August–The canning begins……and it never ends.  Counters are covered with mason jars,  there is always water simmering in the canner, and the tomato sauce stains will never come off the stove top.  By the time one day’s harvest is cooked and stored, the plants produce another bushel.  The children are begging to eat beets and turnips in lieu of tomatoes.  Even the chickens sneer at the tomato cores and skins left in their scraps bucket.  Under cover of darkness, I sneak down to the garden and stomp out the vigorous little plants that resulted from the tomato suckers and are blossoming in preparation for producing a whole new crop of tomatoes.

September–I start getting inventive.  Tomato slices into the dehydrator for our own sun dried tomatoes.  Tomatoes popped whole into the freezer for later use in soups and stews.  Dig out recipes for tomato preserves and tomato relish.  Hoping for a quick Labor Day weekend excursion, I offer our neighbor the tomatoes from our garden in return for pet sitting.  She stands at the fence in her own garden, wearing a sauce- stained apron, and scowls at me over her canning pot.  “How about $10 a day instead?”  Apparently, she is blessed with a bumper crop, too.  Sigh.

October–Now we are even getting turned away from the local food pantry.  “Honey, we just can’t take more than a bushel a day.”  I beg.  I weep over my canner.  I decide the tomato plants should be trimmed to maintain their health and hack at them viciously with the tree pruners.  Who would have thought this resulted in a new flush of growth and the ripening of lots of green tomatoes that the heavy, bushy, branches were shielding from the sun?! Aaaaaaaggghhhhhh!
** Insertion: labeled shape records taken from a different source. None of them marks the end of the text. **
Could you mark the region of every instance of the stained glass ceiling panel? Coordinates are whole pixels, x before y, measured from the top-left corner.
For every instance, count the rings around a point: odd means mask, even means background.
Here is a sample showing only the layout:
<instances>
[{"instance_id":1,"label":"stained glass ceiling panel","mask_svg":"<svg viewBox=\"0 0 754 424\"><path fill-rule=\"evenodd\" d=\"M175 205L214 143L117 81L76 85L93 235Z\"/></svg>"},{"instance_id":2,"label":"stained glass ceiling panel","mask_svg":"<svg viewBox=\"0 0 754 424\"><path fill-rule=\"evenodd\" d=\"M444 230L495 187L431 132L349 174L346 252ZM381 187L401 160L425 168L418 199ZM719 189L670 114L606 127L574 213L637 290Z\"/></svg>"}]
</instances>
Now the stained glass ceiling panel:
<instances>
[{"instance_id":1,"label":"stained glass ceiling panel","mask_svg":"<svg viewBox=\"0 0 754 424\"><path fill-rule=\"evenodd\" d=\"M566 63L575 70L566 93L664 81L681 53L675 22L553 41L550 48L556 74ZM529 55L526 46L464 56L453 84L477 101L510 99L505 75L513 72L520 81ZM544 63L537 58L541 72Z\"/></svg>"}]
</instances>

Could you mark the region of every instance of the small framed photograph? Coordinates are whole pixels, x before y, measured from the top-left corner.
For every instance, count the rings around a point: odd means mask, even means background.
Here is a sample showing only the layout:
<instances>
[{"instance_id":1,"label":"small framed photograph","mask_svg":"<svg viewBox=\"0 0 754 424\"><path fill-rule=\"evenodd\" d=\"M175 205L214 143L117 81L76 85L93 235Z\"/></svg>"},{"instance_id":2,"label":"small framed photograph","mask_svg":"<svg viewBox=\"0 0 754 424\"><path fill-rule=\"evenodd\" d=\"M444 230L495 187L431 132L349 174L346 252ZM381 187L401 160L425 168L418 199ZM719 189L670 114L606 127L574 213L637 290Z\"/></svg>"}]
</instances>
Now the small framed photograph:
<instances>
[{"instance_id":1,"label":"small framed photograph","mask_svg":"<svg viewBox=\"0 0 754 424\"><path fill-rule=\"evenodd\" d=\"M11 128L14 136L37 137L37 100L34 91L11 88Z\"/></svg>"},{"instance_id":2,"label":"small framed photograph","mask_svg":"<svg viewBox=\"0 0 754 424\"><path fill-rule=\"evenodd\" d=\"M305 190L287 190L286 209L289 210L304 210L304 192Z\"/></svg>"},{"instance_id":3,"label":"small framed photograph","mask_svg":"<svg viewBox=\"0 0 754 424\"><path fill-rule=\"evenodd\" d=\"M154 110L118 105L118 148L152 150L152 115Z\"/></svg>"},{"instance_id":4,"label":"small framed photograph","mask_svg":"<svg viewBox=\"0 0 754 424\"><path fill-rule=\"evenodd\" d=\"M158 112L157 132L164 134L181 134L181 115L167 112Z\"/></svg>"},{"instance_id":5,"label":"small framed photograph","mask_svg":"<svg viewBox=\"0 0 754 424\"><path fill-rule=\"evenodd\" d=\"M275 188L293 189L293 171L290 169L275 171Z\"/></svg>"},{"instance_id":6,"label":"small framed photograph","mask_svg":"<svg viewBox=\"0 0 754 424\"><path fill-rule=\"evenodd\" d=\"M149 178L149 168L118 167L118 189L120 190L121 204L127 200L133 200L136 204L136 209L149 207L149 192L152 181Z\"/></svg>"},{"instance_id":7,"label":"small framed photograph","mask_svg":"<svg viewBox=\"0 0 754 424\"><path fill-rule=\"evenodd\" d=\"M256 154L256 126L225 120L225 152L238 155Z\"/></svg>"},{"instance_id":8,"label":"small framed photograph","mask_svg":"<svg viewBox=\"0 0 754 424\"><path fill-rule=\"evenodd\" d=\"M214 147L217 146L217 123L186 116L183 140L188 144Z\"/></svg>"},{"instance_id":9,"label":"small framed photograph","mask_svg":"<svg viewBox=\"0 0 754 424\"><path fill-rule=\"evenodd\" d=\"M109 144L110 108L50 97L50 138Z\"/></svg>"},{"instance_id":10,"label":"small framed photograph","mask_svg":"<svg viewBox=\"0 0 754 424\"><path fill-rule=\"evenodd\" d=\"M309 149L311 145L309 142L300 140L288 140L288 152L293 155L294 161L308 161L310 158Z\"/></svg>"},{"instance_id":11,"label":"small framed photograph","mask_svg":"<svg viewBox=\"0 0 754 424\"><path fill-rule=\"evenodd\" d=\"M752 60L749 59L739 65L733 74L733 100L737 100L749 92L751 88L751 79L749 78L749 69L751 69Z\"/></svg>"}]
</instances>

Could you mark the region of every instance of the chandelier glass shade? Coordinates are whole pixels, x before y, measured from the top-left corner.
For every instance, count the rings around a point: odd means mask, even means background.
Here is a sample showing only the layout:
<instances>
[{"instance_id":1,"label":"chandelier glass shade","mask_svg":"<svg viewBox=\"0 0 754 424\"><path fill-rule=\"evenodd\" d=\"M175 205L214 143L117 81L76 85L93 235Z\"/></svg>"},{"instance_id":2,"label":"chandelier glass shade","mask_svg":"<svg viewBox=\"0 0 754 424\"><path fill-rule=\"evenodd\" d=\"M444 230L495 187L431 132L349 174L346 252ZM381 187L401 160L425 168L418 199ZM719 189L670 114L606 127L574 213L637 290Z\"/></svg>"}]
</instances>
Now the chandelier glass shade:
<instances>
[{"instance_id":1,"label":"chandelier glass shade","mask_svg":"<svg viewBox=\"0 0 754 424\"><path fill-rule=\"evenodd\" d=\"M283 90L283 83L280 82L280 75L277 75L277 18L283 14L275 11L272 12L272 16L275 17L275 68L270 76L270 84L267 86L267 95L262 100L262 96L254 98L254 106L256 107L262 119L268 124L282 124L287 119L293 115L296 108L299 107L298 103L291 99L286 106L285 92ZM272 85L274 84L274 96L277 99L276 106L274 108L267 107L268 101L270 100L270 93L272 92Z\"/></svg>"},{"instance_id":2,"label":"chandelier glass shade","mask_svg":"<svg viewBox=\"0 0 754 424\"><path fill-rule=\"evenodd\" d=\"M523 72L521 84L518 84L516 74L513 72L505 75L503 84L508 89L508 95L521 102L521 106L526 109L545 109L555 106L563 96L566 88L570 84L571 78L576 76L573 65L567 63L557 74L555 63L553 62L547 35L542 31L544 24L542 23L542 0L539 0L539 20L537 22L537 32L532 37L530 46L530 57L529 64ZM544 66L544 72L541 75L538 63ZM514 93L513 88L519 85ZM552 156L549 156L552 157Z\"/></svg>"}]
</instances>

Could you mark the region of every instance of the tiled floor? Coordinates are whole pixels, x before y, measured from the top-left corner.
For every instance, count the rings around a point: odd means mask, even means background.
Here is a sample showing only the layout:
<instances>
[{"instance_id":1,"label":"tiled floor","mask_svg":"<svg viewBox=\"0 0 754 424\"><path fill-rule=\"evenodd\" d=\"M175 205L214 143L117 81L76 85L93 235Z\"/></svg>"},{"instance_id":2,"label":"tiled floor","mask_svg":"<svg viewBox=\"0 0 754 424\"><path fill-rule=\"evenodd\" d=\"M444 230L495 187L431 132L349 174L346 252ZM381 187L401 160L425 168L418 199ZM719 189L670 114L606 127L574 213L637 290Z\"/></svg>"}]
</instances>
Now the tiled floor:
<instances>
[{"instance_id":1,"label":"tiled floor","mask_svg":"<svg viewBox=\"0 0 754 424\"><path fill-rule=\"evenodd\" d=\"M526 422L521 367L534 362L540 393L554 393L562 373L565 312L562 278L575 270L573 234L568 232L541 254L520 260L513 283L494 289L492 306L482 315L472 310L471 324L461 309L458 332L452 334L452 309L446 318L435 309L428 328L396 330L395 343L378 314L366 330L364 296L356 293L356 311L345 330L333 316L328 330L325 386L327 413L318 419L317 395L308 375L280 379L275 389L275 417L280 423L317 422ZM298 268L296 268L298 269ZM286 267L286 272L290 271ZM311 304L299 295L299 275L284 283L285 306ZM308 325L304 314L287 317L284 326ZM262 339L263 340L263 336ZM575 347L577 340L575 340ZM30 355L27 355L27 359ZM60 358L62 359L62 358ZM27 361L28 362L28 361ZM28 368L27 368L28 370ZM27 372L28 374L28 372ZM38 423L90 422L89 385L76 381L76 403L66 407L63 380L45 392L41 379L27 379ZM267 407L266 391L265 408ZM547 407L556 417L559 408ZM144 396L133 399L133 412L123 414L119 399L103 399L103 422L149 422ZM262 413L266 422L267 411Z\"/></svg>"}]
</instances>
Apparently, tomatoes are a gift that never, ever stops giving.

November— I won’t even look at the garden as we pass it on the driveway.  I ignore the glints of red among the foliage.  The garden gate is left open to encourage looting.  I am holding on, waiting, praying for a heavy frost.  The tomatoes, left to ripen, rot, and slide onto the ground have the nerve to self sow and produce even more plants.  When my husband suggests ways to use the green tomatoes before winter sets in, he is met with stony silence.  And finally, finally, it happens.  Soon after Thanksgiving, the temperature drops and we awake to a garden tipped with hoarfrost.  By afternoon the plants are brown and crippled.  It is done.  Rest in Peace.

December–Oh, what I wouldn’t give for the taste of a fresh garden tomato.  Where are those catalogs?